This study focuses on the planetary limits to BECCS from first generation annual bio-energy (BE) crops coupled with Carbon Capture and Storage (CCS).
The acknowledged threat of many damaging aspects of climate change over the next century and beyond has prompted research into ways to reduce and reverse the recent increase in the amount of carbon in the atmosphere. Many climate model projections that prevent more than 2°C of climate change rely on negative emissions, particularly from BioEnergy with Carbon Capture and Storage (BECCS). The concept of BECCS is to grow bioenergy crops to produce energy and sequester carbon. The crop takes in carbon dioxide from the atmosphere through photosynthesis. When the bioenergy crop is combusted for energy, the resultant carbon emissions are then captured and stored. This therefore results in negative emissions – removal of carbon from the atmosphere. The potential for negative emissions is dependent on three aspects: the amount of carbon taken in by the bioenergy crop; the efficiency with which that biocrop carbon is captured and stored; and amount of carbon emissions from the land use change (LUC) necessary to grow the bioenergy crop. Additionally, there is a need to consider how large-scale deployment might influence other carbon sinks and the physical coupling of the atmosphere with the land surface. These complexities are often omitted from studies.

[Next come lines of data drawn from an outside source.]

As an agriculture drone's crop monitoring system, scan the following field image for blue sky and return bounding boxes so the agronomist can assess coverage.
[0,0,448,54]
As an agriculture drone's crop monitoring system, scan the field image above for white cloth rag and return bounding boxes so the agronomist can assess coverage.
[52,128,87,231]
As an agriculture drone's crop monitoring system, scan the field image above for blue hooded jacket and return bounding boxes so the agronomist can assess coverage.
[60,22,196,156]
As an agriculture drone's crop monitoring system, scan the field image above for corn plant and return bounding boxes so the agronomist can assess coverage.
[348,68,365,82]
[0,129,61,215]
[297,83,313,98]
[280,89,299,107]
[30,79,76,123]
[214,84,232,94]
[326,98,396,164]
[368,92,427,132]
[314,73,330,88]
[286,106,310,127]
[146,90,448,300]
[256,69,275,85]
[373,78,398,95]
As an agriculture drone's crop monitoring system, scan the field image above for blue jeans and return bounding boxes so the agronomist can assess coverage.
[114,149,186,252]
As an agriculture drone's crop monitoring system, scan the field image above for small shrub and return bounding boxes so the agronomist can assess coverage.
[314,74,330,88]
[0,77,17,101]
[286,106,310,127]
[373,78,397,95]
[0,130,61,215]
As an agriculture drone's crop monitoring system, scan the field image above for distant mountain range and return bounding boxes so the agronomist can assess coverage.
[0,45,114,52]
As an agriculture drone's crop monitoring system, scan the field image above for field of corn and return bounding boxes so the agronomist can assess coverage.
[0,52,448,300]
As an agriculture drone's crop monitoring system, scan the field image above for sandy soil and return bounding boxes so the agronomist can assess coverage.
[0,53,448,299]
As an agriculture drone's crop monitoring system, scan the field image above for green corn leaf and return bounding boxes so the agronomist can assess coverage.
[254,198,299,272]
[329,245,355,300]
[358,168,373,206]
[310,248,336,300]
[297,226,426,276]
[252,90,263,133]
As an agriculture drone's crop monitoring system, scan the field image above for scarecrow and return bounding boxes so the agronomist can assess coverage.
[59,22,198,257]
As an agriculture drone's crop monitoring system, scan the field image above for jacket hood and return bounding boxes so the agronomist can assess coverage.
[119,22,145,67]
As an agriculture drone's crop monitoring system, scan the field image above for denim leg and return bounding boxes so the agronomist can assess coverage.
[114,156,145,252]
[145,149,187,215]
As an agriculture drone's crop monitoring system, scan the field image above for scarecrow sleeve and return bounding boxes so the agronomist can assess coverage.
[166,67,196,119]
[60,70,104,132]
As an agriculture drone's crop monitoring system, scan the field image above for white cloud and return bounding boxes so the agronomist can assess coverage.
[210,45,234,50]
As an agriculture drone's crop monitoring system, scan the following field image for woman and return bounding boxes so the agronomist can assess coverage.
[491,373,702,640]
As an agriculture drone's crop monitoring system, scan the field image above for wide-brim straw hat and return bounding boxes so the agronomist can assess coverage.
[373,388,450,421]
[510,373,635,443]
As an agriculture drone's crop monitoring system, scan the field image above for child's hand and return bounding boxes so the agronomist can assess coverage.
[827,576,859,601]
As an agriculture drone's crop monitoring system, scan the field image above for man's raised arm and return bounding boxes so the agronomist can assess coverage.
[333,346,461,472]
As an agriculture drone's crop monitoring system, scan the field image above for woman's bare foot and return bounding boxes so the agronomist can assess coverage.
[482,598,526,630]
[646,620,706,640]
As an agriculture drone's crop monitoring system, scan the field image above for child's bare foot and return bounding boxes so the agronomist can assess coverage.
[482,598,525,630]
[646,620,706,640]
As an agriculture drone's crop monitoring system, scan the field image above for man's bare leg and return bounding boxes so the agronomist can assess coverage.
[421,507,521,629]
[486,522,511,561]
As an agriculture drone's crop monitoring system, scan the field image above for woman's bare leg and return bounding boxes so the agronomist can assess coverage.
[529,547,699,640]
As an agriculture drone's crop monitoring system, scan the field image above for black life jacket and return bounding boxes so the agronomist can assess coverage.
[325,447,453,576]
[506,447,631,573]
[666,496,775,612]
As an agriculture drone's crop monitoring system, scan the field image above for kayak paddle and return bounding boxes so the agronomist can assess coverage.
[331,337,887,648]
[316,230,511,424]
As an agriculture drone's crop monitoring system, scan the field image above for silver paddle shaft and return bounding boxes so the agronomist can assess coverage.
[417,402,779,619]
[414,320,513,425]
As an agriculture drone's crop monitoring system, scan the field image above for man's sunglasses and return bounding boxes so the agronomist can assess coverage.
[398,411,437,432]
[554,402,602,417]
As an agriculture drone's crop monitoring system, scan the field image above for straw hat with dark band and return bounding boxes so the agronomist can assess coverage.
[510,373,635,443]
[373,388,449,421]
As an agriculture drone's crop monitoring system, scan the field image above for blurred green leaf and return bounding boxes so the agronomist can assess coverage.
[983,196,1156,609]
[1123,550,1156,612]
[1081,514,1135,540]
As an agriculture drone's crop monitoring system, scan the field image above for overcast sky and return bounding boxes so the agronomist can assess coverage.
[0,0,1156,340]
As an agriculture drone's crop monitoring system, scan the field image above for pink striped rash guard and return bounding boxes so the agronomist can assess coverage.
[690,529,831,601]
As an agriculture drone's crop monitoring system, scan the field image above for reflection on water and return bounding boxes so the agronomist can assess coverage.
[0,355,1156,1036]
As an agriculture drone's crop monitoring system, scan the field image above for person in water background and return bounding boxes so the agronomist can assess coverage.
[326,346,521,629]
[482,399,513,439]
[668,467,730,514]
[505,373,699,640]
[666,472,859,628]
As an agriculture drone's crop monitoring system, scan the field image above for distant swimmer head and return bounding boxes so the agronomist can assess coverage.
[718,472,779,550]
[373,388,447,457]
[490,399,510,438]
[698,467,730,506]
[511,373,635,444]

This work takes the approach by considering the supply side of first generation annual energy crops with a greater focus than earlier work on the climate drivers associated with biofuel production – i.e. what is the maximum potential for negative emissions from BECCS and what are the greatest planetary limitations to the provision of BECCS? Do future changes in climate offset or enhance the BECCS potential? Here we present a new quantification of the amounts of BECCS available from existing agricultural land or forest areas. We account for the net carbon effects of BECCS, considering the carbon lost from the land use changes as well as the gains from annual energy crops, and the non-carbon effects of BECCS on climate. This perspective can help give a fuller answer to scepticism about the potential of BECCS to provide significant amounts of negative emissions. As in many scenarios from integrated assessment models (AR5 WG3) it is assumed here that CCS is readily available. This will be considered separately elsewhere in AVOID 2.
Key Findings
- Most but not all IPCC WG3 emission scenarios stabilising climate at low levels, such as 2°C, require large scale deployment of BECCS.

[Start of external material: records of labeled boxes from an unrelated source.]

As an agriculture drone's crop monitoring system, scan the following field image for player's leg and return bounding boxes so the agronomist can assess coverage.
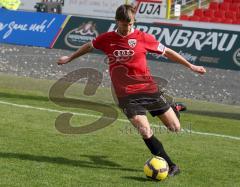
[129,115,176,168]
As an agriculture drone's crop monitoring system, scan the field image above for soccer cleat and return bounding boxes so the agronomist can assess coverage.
[168,165,180,177]
[175,102,187,111]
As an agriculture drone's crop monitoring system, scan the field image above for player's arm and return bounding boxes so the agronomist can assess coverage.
[164,47,206,74]
[57,42,93,65]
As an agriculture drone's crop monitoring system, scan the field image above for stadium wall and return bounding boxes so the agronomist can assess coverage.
[0,9,67,47]
[53,16,240,70]
[0,9,240,70]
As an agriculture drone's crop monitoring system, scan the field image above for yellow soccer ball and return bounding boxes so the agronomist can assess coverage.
[143,156,169,180]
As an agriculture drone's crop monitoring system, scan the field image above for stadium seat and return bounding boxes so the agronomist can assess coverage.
[209,2,219,10]
[232,19,240,25]
[199,16,211,22]
[210,17,222,23]
[203,9,214,18]
[236,11,240,20]
[180,15,189,20]
[214,11,225,18]
[189,16,200,21]
[219,2,230,11]
[193,8,203,17]
[222,19,233,24]
[229,3,238,12]
[225,11,237,20]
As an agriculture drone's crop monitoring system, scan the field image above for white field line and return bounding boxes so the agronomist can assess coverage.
[0,101,240,140]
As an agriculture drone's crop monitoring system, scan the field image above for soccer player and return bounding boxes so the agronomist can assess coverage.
[57,5,206,176]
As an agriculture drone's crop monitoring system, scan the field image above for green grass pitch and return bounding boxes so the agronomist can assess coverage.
[0,74,240,187]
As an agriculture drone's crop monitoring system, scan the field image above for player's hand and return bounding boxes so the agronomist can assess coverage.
[57,56,71,65]
[191,65,206,74]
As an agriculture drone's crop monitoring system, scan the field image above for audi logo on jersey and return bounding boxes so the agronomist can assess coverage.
[113,49,134,57]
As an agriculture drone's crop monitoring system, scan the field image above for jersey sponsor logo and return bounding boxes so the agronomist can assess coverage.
[64,21,98,48]
[158,43,165,53]
[128,39,137,48]
[233,48,240,66]
[113,49,135,57]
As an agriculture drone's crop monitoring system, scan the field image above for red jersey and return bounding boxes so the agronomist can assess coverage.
[92,30,165,97]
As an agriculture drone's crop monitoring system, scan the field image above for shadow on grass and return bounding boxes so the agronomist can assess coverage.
[0,92,49,101]
[0,92,240,120]
[122,176,152,182]
[0,152,142,172]
[186,110,240,120]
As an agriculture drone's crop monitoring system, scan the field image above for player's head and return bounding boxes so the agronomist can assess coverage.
[115,4,136,22]
[115,4,136,34]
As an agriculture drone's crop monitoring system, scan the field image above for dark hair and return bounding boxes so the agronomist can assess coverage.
[115,4,136,22]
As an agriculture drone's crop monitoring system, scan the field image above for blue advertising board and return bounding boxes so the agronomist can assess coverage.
[0,9,66,47]
[54,16,240,71]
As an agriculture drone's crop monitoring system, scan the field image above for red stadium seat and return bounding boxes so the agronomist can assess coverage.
[225,11,237,19]
[229,3,238,12]
[222,19,233,24]
[209,2,219,10]
[233,19,240,25]
[199,17,211,22]
[236,12,240,20]
[210,17,222,23]
[193,8,203,17]
[189,16,200,21]
[219,2,230,11]
[180,15,189,20]
[214,11,225,18]
[203,9,214,18]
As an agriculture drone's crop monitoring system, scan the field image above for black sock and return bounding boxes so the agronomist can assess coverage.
[143,135,175,166]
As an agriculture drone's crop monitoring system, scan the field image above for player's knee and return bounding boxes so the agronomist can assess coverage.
[131,116,153,139]
[170,123,181,132]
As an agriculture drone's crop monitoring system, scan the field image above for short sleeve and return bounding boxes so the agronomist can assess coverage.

- Land-use emissions embedded in BECCS scenarios can be large and need to be included in emission pathways. In one scenario, the expected BECCS associated temperature offset of 1.34°C by the end of the century is reduced to 0.15°C due to land-use emissions.
- Gross negative emissions from BECCS are unlikely to exceed 640GtC (2346 GtCO2) over the 21st century. When land-use change is included the net maximum contribution is 130 GtC (476 GtCO2). These numbers are derived from the HadGEM2-ES Earth System Model and include the impact of climate on yields. Gross values account for yield only, whilst net values include carbon losses from associated deforestation. The highest gross emissions come from a scenario assuming rapid expansion of bioenergy crops from 2020 in the highly productive tropics covering 18% of the land surface in 2100. The highest net emission comes from a scenario assuming available abandoned agricultural land is put into production reaching a maximum of 5% of land cover in 2100.
- In the scenario with the least mitigation benefit an additional 100 GtC (366 GtCO2) is emitted to the atmosphere due to the combined effect of emissions from clearing forests in regions with marginal yields vulnerable to climate change. In this scenario, the land use emissions exceed the potential carbon sequestration from BECCS over the 21st Century.
- The contribution of negative emissions from BECCS is unlikely to exceed cooling of 0.7°C by 2100, given technological and social constraints. The biophysical effect of deforestation on the decadal-centennial timescale dominates the cooling from negative emissions. More realistic values are around 0.25°C from redeploying agricultural land to bioenergy.
- In the scenarios considered here, yields increase under climate change, with important regional variation. We find no global threshold under which BECCS production decreases.
- The median gross BECCS requirement compatible with a 2°C climate target is 166 GtC (608 GtCO2) within the IPCC scenario database. The highest net estimate presented here is 130GtC (476 GtCO2) implying that deploying enough BECCS within land-use constraints may be highly challenging.
- In the absence of limits on CCS the largest constraint on BECCS, as found in this study, is the amount of land allocated to bioenergy crops and the rate of deployment. Competition for land for food production is a key uncertainty. Other major constraints on the amount of BECCS achievable are the harvest and sequestration efficiencies.
- The most productive areas globally are the tropics. Expansion of bioenergy crop into those areas has a higher marginal gain.
- Biophysical cooling associated with deforestation for biofuels may have benefits to stabilising climate at low levels. Biophysical effects may also include reduced precipitation and other non-temperature linked negative impacts. Other modelling studies have also found warming associated with tropical deforestation.
- Uncertainties are large, particularly with regard to the impacts of climate on crop productivity with literature values spanning a possible increase to decrease.